Prato, un lago davanti alla stazione nella piazza appena rifatta
Polemiche per le conseguenze del nubifragio di ieri mattina. A sollevare la questione il consigliere Targetti e i sindacati dei trasporti. Il sindaco: «Studieremo subito dei correttivi»
PRATO. Piazza della stazione sott’acqua malgrado i recenti lavori di riqualificazione costati 863mila euro. Da ieri a Prato non si parla d’altro di fronte a uno scempio che ha mostrato a tutti che il re è nudo, anzi bagnato fin sopra i capelli. Iniziati il 28 aprile dello scorso anno, i lavori hanno sì reso la piazza più bella e funzionale, con nuove corsie e stalli per autobus, pullman e taxi ma, evidentemente, non l’hanno resa affatto più sicura. Sotto accusa, il sistema fognario in generale e quello di raccolta delle acque meteoriche in particolare che, alla prima vera prova dei fatti, non hanno risposto alle attese. A vedersi puntare contro l’indice accusatore non solo dai cittadini e dagli operatori economici ma anche dai sindacati dei trasporti, è lo stesso Comune di Prato visto che l’intervento che ha cambiato volto alla stazione è stato progettato interamente da dai suoi uffici tecnici. Stando alle prime rivelazioni, dalle 5 alle 7 del mattino ieri mattina si sono abbattuti sulla città circa 90 millimetri di pioggia. Alle 5,30 del mattino piazza della stazione era ormai un lago il cui livello era in continua e preoccupante ascesa, con l’acqua che lambiva le nuove fioriere, i nuovi lampioni e tutto quello che di bello il progetto comunale aveva messo in superficie.
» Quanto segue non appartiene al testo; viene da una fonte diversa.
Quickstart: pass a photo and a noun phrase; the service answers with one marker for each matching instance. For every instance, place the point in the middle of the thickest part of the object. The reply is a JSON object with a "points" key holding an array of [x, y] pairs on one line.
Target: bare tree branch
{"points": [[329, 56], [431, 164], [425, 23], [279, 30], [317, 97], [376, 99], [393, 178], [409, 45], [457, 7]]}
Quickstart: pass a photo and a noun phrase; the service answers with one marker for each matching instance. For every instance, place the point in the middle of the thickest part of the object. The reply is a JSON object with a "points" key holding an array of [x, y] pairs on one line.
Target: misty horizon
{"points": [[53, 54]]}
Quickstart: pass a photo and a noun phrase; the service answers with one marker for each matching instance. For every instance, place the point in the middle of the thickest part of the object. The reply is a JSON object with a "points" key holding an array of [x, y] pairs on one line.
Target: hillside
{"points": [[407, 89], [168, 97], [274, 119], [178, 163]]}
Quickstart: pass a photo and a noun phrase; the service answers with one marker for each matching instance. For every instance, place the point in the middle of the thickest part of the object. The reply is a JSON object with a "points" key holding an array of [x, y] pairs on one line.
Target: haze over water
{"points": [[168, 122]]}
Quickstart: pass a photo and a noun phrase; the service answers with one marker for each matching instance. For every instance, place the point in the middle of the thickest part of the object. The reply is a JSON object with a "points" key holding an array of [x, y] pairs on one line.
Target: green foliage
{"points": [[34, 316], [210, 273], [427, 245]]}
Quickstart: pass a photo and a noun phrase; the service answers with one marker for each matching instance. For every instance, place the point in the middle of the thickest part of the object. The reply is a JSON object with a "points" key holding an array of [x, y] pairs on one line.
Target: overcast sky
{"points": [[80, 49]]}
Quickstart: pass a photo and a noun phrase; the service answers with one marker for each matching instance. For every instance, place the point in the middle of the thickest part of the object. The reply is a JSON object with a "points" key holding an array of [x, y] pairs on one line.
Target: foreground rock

Sì, perché il problema è senz’altro là sotto, in sistemi di raccolta delle acque che dovranno per forza essere rivisti prima dell’autunno, se non si vorrà andare incontro a un dramma annunciato.
A sollevare più di una preoccupazione per quanto possa accadere da qui a pochi mesi sono i sindacati confederali dei trasporti Filt Cgil, Fit Cisl e Uil Trasporti. «Se questo è il risultato di un temporale passeggero – dicono all’unisono – cosa succederà quando ci troveremo ad affrontare piogge persistenti e continuative per più giorni di fila? Oggi Prato centrale non è una stazione a misura di cittadino né all’altezza di un trasporto pubblico moderno e sicuro. Nel 2026 non è ammissibile che l’accesso a uno snodo ferroviario così strategico sia subordinato dal meteo, creando barriere e pericoli a chi viaggia e ai lavoratori del settore».
Caustico è poi il parere del consigliere d’opposizione Jonathan Targetti, capogruppo in consiglio comunale de L’alternativa c’è: «I lavori in piazza stazione sono finiti da poche settimane. Sono costati ben 863mila euro e sono stati progettati dagli uffici tecnici del comune. Il risultato? Lo abbiamo potuto vedere tutti. Al primo temporale tutto è andato sott’acqua».
In serata, con il centro operativo comunale ancora all’erta per monitorare la situazione, il sindaco Matteo Biffoni e l’assessore alla protezione civile Gabriele Alberti hanno fatto il punto della situazione. «La quantità d’acqua caduta in città in poco meno di due ore, dalle 5,30 alle 7,30, è stata davvero notevole – ha dichiarato Alberti – fiumi e torrenti hanno tenuto ma sono emerse problematicità note ma anche nuove riguardo alla tenuta di alcune strade, come piazza della stazione e vari quartieri della zona sud ovest della città». Guarda al futuro invece il sindaco Biffoni: «Abbiamo risposto bene all’emergenza ma dobbiamo capire cosa ha mandato in tilt la città Chiederemo a Publiacqua un intervento straordinario di pulizia del sistema fognario e studieremo subito dei correttivi a per il futuro».